That needs some more details to answer:
First of all, about how many rays and cubes are we talking?
What are the optixLaunch dimensions?
That image shows like 50 cubes and 15 rays?
That would absolutely not saturate any OptiX 7 supported GPU and all your benchmarks would measure more of the overhead than the actual ray tracing performance.
So what exactly are you measuring and how?
Mind that all OptiX API calls taking a stream argument, esp. optixAccelBuild and optixLaunch, are asynchronous CUDA kernel launches which require stream synchronizations around the host call when wanting to benchmark the time they take.
Then what is the system configuration you’re measuring this on?
That’s required to judge if the absolute performance measurement data (e.g. in millions of rays traced per second) would be reasonable,
OS version, installed GPU(s), VRAM amount, display driver version, OptiX (major.minor.micro) version, CUDA toolkit version (major.minor) used to generate the input PTX, host compiler version.
Then since you mentioned world sizes, distances between rays, and ray lengths, what are these values in absolute units?
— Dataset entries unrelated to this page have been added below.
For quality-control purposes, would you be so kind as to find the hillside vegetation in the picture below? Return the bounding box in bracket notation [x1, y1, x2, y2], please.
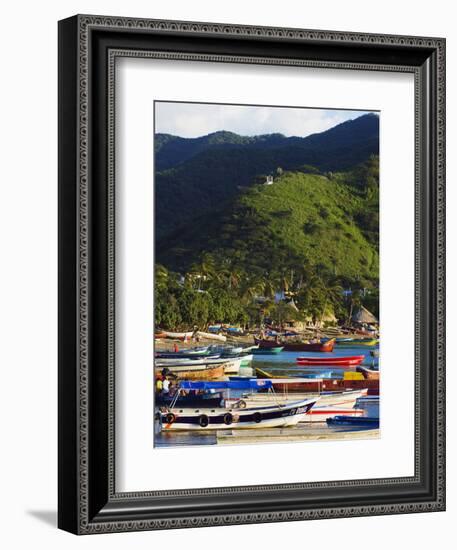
[155, 113, 379, 240]
[157, 163, 379, 287]
[154, 114, 380, 329]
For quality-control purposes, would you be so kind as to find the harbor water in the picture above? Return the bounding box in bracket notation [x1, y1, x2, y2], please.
[155, 344, 380, 448]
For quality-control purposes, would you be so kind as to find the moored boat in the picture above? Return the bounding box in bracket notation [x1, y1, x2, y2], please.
[155, 356, 243, 374]
[255, 370, 380, 394]
[155, 351, 219, 360]
[326, 416, 379, 428]
[155, 363, 225, 380]
[336, 338, 378, 347]
[296, 354, 364, 367]
[282, 339, 335, 352]
[156, 330, 227, 342]
[158, 380, 318, 430]
[296, 355, 365, 369]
We found that if we reduce the number of cubes to make them sparse, increasing the distance between rays [image] can improve the performance of the optixLaunch method.
If you reduce the number of primitives inside the scene, the acceleration structure gets smaller.
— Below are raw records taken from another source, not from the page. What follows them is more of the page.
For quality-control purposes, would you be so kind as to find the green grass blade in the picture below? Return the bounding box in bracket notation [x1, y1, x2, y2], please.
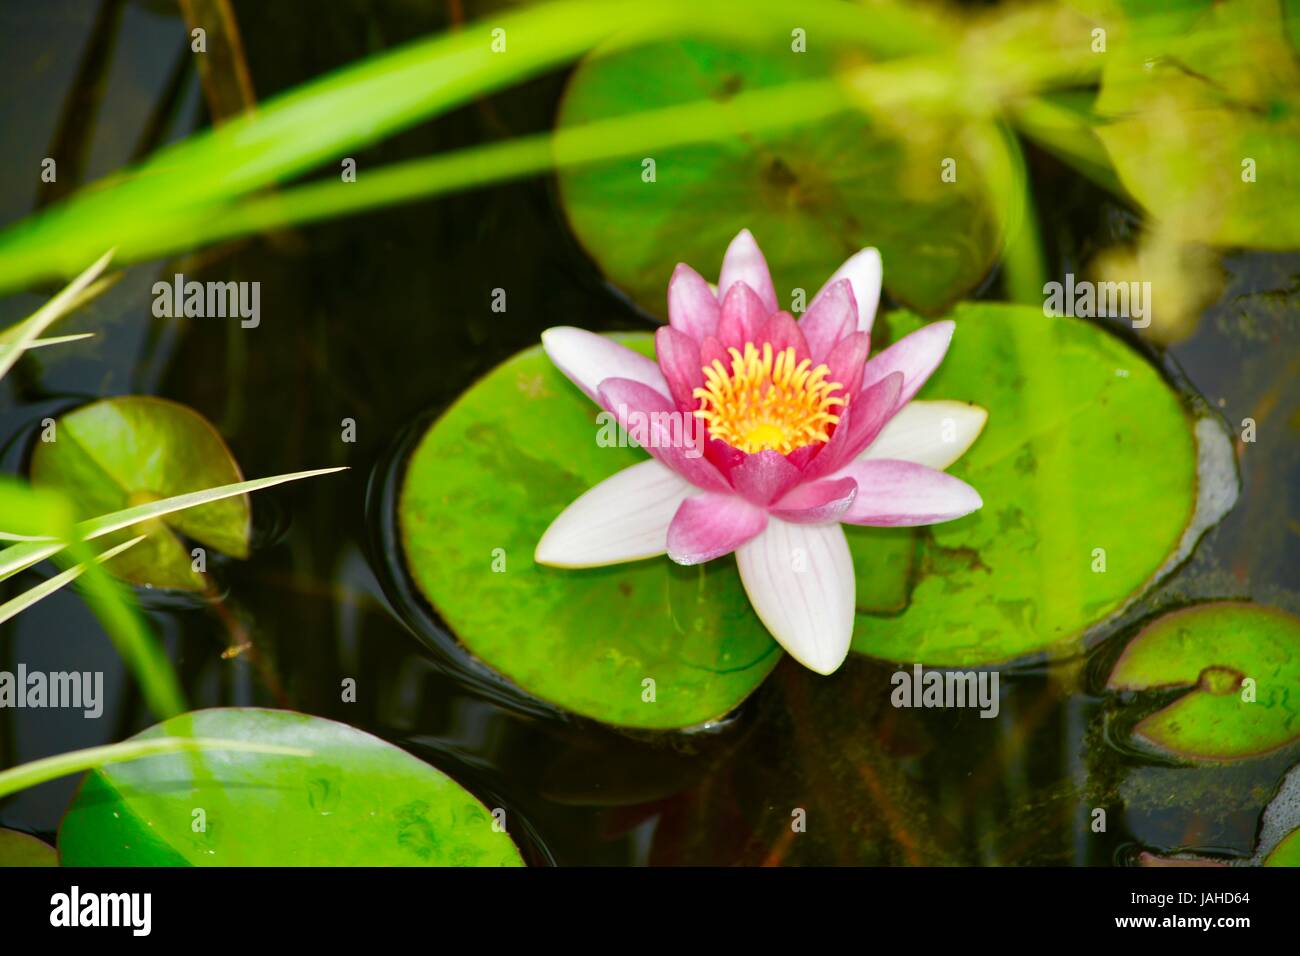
[12, 73, 853, 269]
[0, 250, 112, 381]
[0, 466, 347, 582]
[59, 538, 186, 718]
[0, 535, 143, 625]
[0, 0, 930, 293]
Smaller acceleration structures are simpler to traverse. Also maybe more rays miss all primitives which would also be faster.
If the primitives’ AABBs inside the sparser acceleration structure overlap less, that would also speed up the scene traversal.
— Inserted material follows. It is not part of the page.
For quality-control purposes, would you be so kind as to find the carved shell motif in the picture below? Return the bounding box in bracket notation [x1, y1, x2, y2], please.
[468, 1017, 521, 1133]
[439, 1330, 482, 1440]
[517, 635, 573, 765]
However, if we increase the overall size of the space to make the cubes sparse, increasing the distance between rays does not improve performance, but increasing the length of the rays does.
If you scale the positions of the cubes and keep the cubes the same size, did you also scale the ray grid to result in exactly the same number of closest intersections?
Then the performance should be similar.
If changing the ray length results in more AABBs needing to be tested during the traversal, then that would affect performance. When placing the cubes father apart while not increasing their size, fewer intersections on the longer rays might be required than in the denser placement of cubes. So it should actually get slower, not faster when increasing the ray length.
Are you gathering all hits along the ray or only the closest?
Could you elaborate what you’re trying to achieve and why?